Local couple focuses on sustainable, green farming by Agnes Hagin
Adam and Mecca Jackson Lowe of Rockmart look at a field cultivated for producing a variety of vegetables, which will be sold at farmer s markets, online and through pre-sales.
Adam and Mecca Jackson Lowe of Rockmart operate Turtle Bend Farm, which is dedicated to sustainable agriculture.
The family property is located on land bordered on three sides by Simpson Creek. The stream is home to many turtles, hence the name.
The decision to make the dream of a working farm a reality was made after Mecca completed graduate school at Auburn University and Adam was ending a teaching job.
“We wanted to be independent, work outside and do the things that are important to us,” Mecca said.
Adam said they knew it would involve commitment and hard work. “If you can’t work hard and make a living, things are really bad.

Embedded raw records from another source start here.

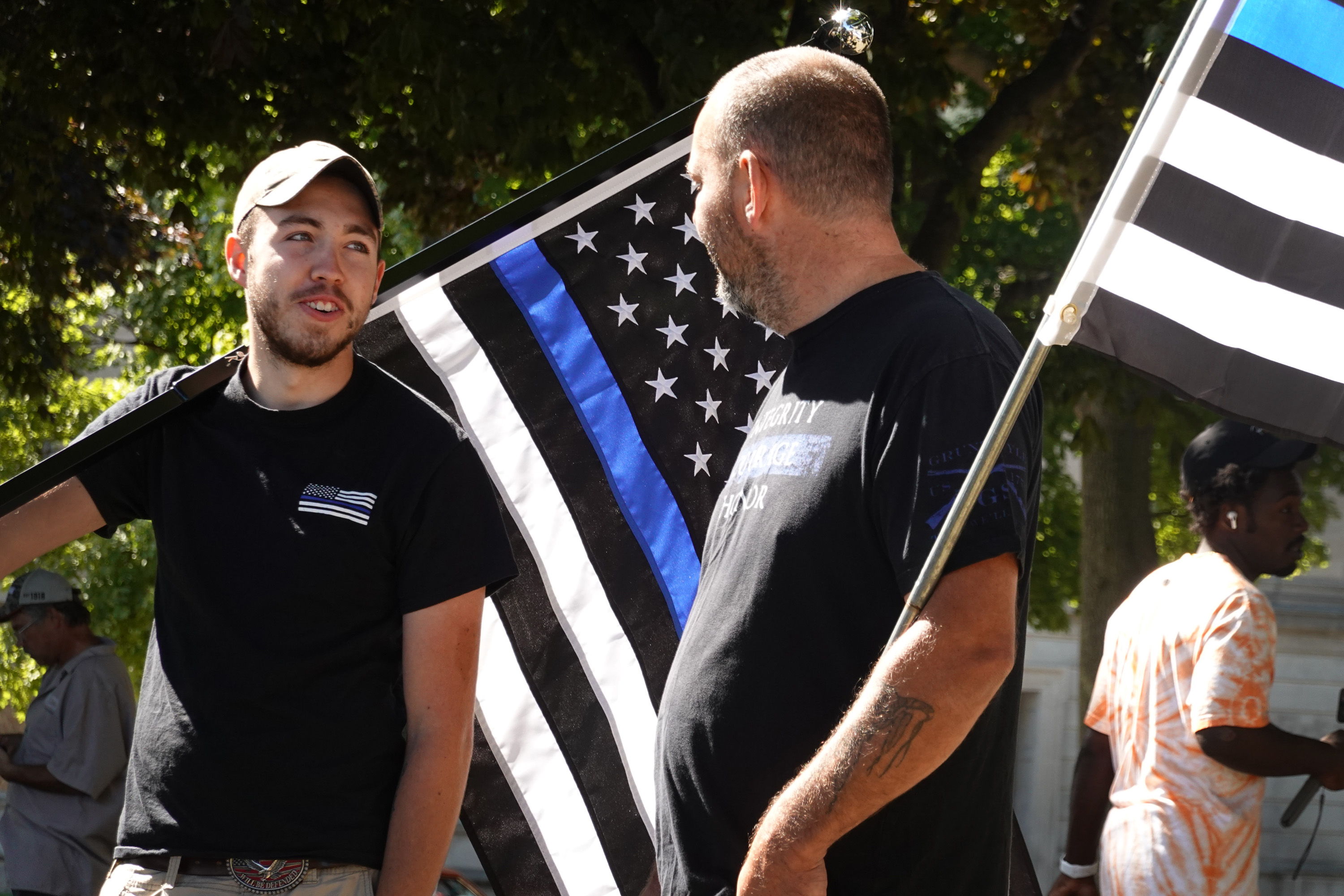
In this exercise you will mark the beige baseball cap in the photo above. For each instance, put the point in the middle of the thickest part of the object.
(283, 175)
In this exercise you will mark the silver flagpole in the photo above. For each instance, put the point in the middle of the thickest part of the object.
(1058, 326)
(974, 484)
(1054, 326)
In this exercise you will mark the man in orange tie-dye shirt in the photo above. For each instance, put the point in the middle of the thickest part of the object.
(1172, 770)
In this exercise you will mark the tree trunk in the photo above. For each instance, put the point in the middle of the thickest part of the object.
(1119, 548)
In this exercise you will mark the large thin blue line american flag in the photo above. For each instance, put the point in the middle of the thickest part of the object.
(608, 394)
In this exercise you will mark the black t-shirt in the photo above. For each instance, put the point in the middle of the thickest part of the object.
(291, 543)
(831, 508)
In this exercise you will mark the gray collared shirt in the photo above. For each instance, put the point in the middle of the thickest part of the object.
(80, 728)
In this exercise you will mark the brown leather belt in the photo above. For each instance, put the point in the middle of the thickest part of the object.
(214, 867)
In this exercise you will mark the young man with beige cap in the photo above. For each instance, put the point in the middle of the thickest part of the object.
(326, 542)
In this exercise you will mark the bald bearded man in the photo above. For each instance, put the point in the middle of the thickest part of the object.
(788, 762)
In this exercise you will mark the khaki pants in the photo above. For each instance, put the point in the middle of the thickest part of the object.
(128, 879)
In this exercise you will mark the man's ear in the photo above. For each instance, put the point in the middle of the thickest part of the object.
(237, 260)
(757, 187)
(1232, 517)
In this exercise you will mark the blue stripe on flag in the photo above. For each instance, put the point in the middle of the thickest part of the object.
(638, 484)
(1308, 34)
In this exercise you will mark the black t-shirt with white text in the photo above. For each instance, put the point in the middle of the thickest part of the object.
(823, 527)
(291, 543)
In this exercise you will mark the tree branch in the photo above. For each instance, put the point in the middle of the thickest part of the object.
(646, 69)
(1018, 105)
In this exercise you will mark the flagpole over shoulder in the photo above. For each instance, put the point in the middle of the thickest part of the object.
(1062, 314)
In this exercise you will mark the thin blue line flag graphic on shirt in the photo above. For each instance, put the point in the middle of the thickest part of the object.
(339, 503)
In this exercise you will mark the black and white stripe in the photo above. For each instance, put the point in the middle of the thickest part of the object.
(1215, 261)
(576, 650)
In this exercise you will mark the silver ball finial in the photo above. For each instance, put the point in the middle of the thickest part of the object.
(847, 33)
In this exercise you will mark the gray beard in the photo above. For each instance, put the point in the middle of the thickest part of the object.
(749, 280)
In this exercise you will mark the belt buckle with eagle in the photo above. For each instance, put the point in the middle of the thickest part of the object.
(263, 876)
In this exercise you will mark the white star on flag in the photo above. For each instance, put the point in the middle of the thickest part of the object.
(689, 230)
(711, 408)
(662, 386)
(584, 240)
(683, 281)
(672, 332)
(624, 312)
(718, 354)
(633, 260)
(726, 310)
(761, 377)
(768, 331)
(642, 210)
(701, 458)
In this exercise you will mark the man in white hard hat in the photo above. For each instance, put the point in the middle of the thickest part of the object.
(326, 540)
(68, 773)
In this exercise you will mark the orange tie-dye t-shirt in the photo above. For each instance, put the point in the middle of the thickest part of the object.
(1190, 649)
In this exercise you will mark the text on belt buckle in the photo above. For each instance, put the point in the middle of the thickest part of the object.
(268, 876)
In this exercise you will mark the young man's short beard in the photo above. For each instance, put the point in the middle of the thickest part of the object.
(297, 349)
(749, 280)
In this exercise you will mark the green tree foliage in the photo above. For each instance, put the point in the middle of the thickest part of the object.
(129, 127)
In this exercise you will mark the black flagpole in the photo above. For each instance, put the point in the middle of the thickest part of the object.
(81, 453)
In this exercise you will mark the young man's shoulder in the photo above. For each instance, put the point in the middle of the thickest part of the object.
(1193, 590)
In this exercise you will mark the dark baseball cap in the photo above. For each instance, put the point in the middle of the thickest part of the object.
(283, 175)
(1232, 443)
(35, 587)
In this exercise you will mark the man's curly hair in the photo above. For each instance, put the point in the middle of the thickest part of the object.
(1230, 485)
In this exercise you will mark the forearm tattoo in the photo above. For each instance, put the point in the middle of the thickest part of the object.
(879, 742)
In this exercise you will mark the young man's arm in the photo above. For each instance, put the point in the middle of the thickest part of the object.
(45, 523)
(439, 655)
(1088, 808)
(35, 777)
(916, 708)
(1273, 753)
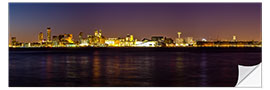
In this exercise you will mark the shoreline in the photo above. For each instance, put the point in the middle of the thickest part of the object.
(141, 49)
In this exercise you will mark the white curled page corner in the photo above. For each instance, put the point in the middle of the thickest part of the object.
(249, 76)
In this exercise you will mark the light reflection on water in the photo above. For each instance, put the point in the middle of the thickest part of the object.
(102, 68)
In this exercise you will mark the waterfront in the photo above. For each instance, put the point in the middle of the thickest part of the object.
(129, 66)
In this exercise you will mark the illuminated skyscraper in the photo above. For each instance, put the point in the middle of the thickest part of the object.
(179, 33)
(99, 34)
(131, 38)
(96, 32)
(234, 38)
(49, 39)
(189, 40)
(80, 37)
(40, 37)
(179, 41)
(13, 41)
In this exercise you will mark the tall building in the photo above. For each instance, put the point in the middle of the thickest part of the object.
(99, 34)
(13, 41)
(189, 40)
(179, 41)
(49, 39)
(179, 33)
(131, 38)
(234, 38)
(40, 37)
(96, 33)
(80, 37)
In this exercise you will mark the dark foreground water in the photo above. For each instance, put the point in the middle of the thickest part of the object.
(128, 67)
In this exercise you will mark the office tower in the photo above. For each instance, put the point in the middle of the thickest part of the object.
(96, 32)
(189, 40)
(131, 38)
(179, 33)
(55, 40)
(40, 37)
(80, 37)
(234, 38)
(13, 41)
(99, 34)
(69, 37)
(49, 34)
(157, 38)
(127, 37)
(179, 41)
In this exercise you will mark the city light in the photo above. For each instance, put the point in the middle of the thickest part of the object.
(98, 40)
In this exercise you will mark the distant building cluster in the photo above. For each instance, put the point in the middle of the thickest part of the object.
(98, 40)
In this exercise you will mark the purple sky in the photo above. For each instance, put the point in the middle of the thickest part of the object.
(143, 20)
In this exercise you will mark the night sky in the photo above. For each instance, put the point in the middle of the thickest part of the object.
(143, 20)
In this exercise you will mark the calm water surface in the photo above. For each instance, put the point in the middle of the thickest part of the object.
(135, 68)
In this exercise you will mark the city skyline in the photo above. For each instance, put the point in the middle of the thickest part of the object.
(143, 20)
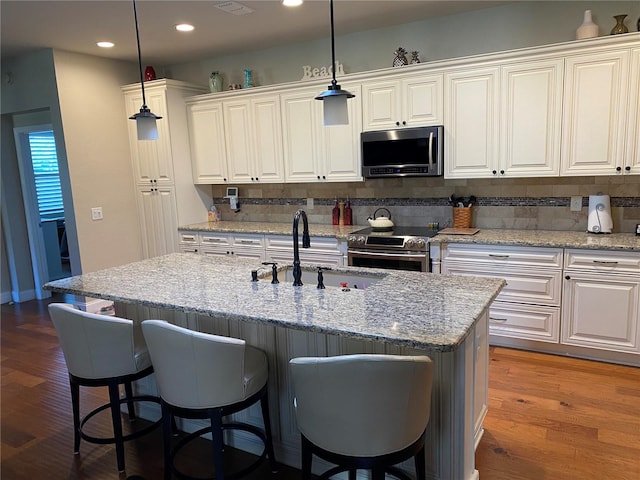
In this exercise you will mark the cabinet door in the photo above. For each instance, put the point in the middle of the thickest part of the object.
(471, 123)
(341, 155)
(381, 105)
(633, 132)
(422, 100)
(159, 220)
(267, 135)
(601, 311)
(240, 157)
(300, 135)
(206, 135)
(152, 161)
(595, 112)
(531, 110)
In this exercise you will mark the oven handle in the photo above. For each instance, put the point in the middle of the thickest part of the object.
(361, 253)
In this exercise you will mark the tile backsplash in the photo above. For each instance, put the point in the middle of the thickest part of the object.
(526, 203)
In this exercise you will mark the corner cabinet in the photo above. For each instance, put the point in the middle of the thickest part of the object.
(163, 180)
(601, 300)
(595, 113)
(313, 152)
(410, 101)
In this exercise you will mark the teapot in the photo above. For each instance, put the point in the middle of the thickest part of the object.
(382, 222)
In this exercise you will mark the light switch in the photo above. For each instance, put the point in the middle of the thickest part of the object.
(96, 213)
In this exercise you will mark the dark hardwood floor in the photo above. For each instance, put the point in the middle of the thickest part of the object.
(550, 417)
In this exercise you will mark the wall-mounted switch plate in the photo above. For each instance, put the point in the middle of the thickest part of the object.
(96, 213)
(576, 204)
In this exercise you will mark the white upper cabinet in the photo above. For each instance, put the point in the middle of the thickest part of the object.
(595, 113)
(407, 101)
(208, 150)
(632, 154)
(530, 118)
(254, 139)
(313, 152)
(471, 122)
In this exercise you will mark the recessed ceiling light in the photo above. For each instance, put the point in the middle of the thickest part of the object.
(185, 27)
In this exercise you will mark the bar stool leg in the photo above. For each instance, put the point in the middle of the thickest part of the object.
(114, 400)
(75, 405)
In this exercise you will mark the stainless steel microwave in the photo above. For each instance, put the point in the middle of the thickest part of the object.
(403, 152)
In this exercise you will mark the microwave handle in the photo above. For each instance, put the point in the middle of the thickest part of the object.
(430, 151)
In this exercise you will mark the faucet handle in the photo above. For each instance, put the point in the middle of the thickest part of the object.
(274, 271)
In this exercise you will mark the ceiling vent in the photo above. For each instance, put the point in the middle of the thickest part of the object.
(234, 8)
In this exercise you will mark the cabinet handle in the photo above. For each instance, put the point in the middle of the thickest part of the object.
(497, 320)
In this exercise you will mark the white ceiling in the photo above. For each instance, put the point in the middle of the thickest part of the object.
(76, 26)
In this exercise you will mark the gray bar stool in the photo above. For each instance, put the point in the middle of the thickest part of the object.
(207, 376)
(363, 412)
(103, 351)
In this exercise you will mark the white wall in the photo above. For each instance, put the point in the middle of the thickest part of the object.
(517, 25)
(93, 115)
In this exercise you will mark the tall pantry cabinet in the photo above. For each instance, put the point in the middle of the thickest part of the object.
(165, 193)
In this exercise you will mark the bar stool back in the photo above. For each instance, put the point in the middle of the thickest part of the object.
(363, 412)
(208, 377)
(103, 351)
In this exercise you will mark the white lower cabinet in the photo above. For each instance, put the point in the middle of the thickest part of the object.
(528, 307)
(601, 301)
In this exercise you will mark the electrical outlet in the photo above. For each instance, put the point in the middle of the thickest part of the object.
(96, 213)
(576, 204)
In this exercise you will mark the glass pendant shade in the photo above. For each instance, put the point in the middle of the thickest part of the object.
(334, 98)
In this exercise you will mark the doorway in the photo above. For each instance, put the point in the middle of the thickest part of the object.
(44, 209)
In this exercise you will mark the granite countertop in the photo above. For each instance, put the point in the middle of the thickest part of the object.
(547, 238)
(420, 310)
(532, 238)
(315, 230)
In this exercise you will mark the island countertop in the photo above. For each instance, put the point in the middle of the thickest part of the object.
(413, 309)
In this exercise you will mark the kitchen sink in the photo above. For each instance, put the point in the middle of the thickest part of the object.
(332, 278)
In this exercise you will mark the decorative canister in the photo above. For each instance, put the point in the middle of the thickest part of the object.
(248, 79)
(215, 82)
(588, 29)
(620, 26)
(149, 74)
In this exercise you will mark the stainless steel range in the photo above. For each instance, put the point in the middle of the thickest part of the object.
(403, 248)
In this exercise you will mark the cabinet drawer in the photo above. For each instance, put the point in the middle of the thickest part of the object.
(603, 260)
(541, 287)
(529, 322)
(222, 240)
(500, 255)
(188, 238)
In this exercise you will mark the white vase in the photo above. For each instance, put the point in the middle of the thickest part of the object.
(588, 29)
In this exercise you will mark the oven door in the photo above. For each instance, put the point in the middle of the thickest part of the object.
(413, 261)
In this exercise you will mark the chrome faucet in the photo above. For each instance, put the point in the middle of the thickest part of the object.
(306, 243)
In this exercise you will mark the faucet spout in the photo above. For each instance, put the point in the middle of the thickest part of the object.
(306, 243)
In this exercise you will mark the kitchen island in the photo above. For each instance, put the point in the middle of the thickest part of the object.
(398, 312)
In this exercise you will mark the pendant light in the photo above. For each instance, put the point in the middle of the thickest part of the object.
(334, 98)
(145, 119)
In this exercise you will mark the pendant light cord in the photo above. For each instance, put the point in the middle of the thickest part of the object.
(333, 48)
(135, 16)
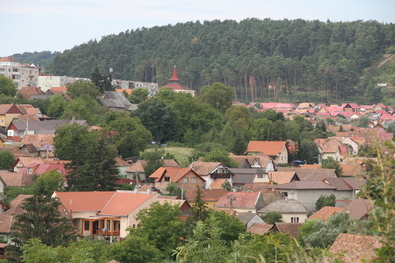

We are learning that farming isn’t easy and we must manage our time wisely.”
The couple hopes that, in the future, they can hire people interested in growing vegetables. Their goal is to grow other small farms in Polk County.
“There is a lot of potential in the local food economy,” Mecca said. “We see an opportunity for people to have meaningful occupations. Polk has so much farmland that has not been developed. This type of farming not only protects our natural resources but helps preserve our social and economic capital.”
According to Mecca, there is potential to sell vegetables wholesale. “We are not the first with this idea, but we don’t have to be the last,” she said.
Initially, the couple attended conferences and visited other farms. They also talked with knowledgeable people and decided the best place to begin was near their home.
In the summer of 2009, they planted vegetables on three acres. This year, six acres have been designated for a variety of seasonal crops.
Spring favorites such as spinach, lettuce, kale, chard and other greens are growing. Radishes, carrots and potatoes, tomatoes, peas, okra, green beans, squash and other summer vegetables are being planted. As the seasons change, different vegetables will be grown on these plots so that produce will be available as late as November.
Marketing has provided no problem for the couple. Both acknowledge that there is value placed on organic or naturally grown vegetables.
“We are able to find people locally but have sold primarily in the metro Atlanta area,” Mecca explained.
They discovered that the farmer’s market is a great way to sell produce. Last year, they sold at the Dallas Farmer’s Market on Saturday mornings.
This year, plans are to move into the Marietta Square Farmer’s Market on Saturdays. In Atlanta, there are sites that only allow organic vegetables.
Using a different market strategy, they opened a subscription service involving pre-sales. This year, they have 50 members that will receive $20 worth of naturally grown vegetables for 10 weeks. Deliveries are made to drop off sites or can be picked up at the local farmer’s market.
“This provides income to purchase seed, fertilizer and other needed items,” Mecca said. “Currently, our subscription is full and we won’t accept any more at this time. However, we will open another one later this summer.”